Finalmente, detengo al mundo y me bajo. Este ser que observo no soy yo. El Francis Campos que publicó un libro de poesía con veinte años, el que escribía artículos y poemas casi cada día. El que se sumergía en un mundo interior que ahora veo arrasado por los derroteros de nuestra experiencia sobre la generalidad que supone ser como los demás.

No tengo nada que reprocharme. Quizás mañana publique otra vez ante todos lo feliz que soy, porque realmente es así cómo me siento. Pero quizás esté rescatando partes de mí que me caracterizan y que me definen como persona. Los sentimientos no tienen por qué inventarse, pero cuando deslizo la tinta sobre el papel no necesito ningún “me gusta”, porque me conformo con pensar y sentir dentro de mi esa plenitud de sincerarme con mis seres más queridos.
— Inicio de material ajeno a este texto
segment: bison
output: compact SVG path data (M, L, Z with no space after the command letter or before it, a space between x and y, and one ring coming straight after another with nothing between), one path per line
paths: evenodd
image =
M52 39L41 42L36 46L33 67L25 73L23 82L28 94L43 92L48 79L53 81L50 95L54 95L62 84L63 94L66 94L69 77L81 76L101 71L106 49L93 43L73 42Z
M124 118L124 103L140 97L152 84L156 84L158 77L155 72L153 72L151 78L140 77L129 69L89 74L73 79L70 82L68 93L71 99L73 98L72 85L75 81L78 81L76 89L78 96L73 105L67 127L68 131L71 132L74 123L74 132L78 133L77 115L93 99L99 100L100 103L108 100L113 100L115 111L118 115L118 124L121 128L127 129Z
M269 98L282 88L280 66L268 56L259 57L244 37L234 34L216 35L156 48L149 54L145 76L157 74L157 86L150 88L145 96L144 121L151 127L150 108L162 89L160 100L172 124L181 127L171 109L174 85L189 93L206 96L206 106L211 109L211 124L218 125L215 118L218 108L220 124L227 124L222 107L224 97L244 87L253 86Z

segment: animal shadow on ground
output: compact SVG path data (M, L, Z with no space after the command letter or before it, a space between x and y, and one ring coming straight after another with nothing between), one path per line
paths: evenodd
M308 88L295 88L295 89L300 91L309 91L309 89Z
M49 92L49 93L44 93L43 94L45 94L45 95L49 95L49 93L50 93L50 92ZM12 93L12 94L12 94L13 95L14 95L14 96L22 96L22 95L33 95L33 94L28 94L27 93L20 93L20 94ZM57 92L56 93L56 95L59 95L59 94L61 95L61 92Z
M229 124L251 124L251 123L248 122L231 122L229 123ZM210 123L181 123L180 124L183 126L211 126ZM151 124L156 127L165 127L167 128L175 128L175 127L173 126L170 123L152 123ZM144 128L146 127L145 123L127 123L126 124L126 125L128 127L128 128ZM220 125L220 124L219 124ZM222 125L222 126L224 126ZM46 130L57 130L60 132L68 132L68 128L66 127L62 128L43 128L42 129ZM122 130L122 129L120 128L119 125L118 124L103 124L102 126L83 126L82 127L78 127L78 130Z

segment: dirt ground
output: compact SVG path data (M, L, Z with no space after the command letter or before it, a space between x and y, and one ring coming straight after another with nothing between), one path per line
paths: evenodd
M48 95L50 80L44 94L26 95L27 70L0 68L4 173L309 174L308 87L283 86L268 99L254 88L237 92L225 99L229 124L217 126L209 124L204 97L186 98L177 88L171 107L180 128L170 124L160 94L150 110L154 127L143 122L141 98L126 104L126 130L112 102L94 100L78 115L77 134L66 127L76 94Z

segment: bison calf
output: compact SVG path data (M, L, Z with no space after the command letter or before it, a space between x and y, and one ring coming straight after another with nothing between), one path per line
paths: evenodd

Hoy es el día en el que vuelvo al origen. A los días en los que transportaba lápiz y libreta para expresarme. A las horas en las que observaba al mundo a mi alrededor. A la búsqueda constante de una vida mejor, a la réplica nunca efímera de los momentos que causan infelicidad. Me debato entre mi filosofía de vida y la vida de la filosofía del hoy. No me importa que la soledad me indique que todos caminan en una única dirección contraria a mí. Mis caminos son la múltiple esencia de sentirme vivo cuando beso a mi novia y abrazo a mi familia.

También me siento vivo cuando corro, cuando pedaleo, cuando nado y cuando cocino. Esta es la vida que yo elegí. Y también puedo equivocarme y confiar en que el mundo está en lo cierto, pero también puedo hacer un alto para redescubrirme y abrir un libro que me devuelva a la realidad de mi ser. No es fácil desconectar de la necesariedad de estar siempre conectado. Quizás nunca alcance la fama, ni la riqueza, ni grandes patrocinadores para cumplir mis sueños. Pero no estoy dispuesto a manchar mi humilde esencia, porque ante todo siempre antepondré mis valores a lo preestablecido, y cuestionaré cualquier enseñanza que signifique damnificar a mis sentimientos y a mis principios más elementales. No es fácil caminar a contracorriente, pero un escritor no puede escribir lo que la gente quiere, sino lo que el mundo necesita de verdad.